Sono venuto al mondo, secondo figlio, pochi minuti dopo la mezzanotte di un sabato, all’inizio dell’inverno. Nacqui in casa, com’era allora ancora abitudine, regola addirittura. I rischi e i dolori del parto venivano accettati e non si pensava neppure di espellerli dalla vita delle donne come sarebbe accaduto di lì ad alcuni anni: si affrontavano e si vivevano; erano, per così dire, parte del gioco.
Su quella remota notte d’inverno mi sono rimaste tante domande senza risposta, curiosità ovvie, forse anche banali, riguardo a un passaggio così importante nella mia vita. Domande che, senza una ragione, ho rinunciato a porre ai miei genitori. Ignoro, quindi, molte delle circostanze in cui è avvenuta la mia nascita.
Mi rattrista il pensiero di quelle domande mai poste, abbandonate da qualche parte nella mente, ignorate anche in momenti nei quali sarebbe stato ovvio e facile rivolgerle a mia madre o a mio padre o a entrambi. Una possibilità svanita per sempre.

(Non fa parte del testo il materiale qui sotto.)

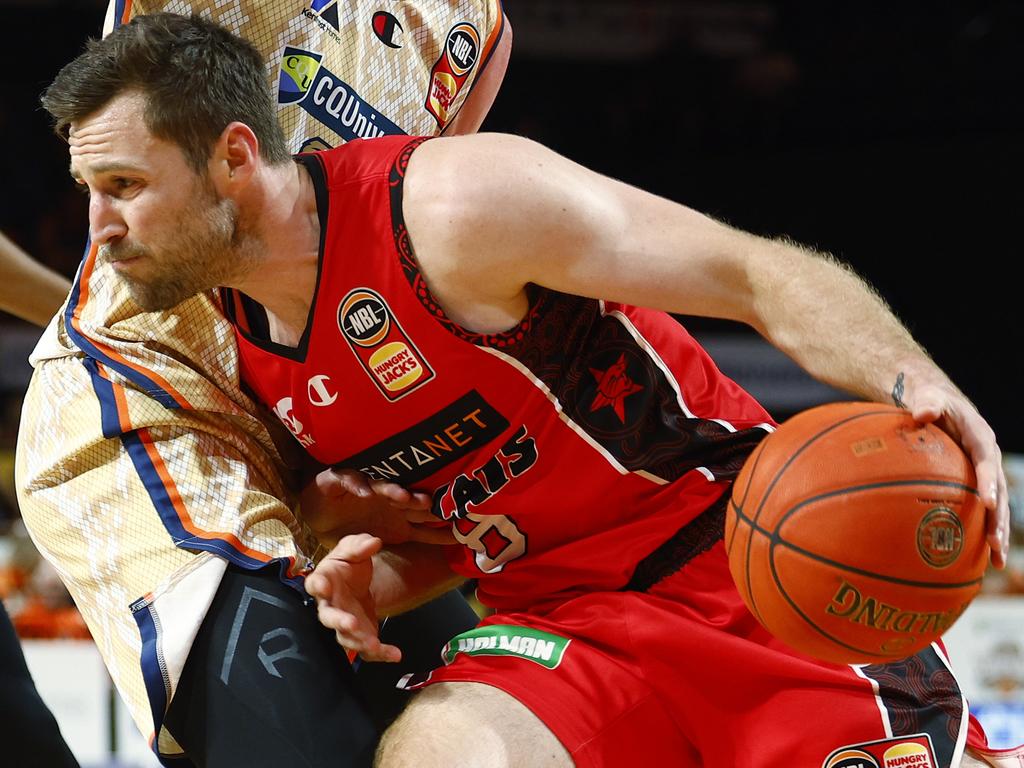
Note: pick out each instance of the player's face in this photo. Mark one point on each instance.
(161, 225)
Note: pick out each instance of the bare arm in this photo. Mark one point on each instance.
(28, 289)
(489, 214)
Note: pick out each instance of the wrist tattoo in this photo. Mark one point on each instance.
(898, 390)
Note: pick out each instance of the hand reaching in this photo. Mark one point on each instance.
(345, 602)
(338, 503)
(950, 411)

Se voglio, dunque, narrare quella notte, devo ricorrere alla fantasia, al più indirizzata e arricchita dai pochi frammenti catturati in ricordi casuali dei miei genitori. Un vuoto che, per come si è creato, mi procura anche un po’ di rancore verso me stesso. Purtroppo non c’è modo per recuperare le occasioni perdute, soprattutto le occasioni per conoscere qualcosa. E non penso solo a qualcosa che riguarda noi stessi. Libri non letti, luoghi non visitati, persone non frequentate abbastanza, musiche non ascoltate, cibi non assaggiati… Anche i più bravi tra noi si lasciano vuoti alle spalle, motivi di rimpianto. Io ne ho innumerevoli e quelli riguardo alla mia nascita non sono certo i più gravi.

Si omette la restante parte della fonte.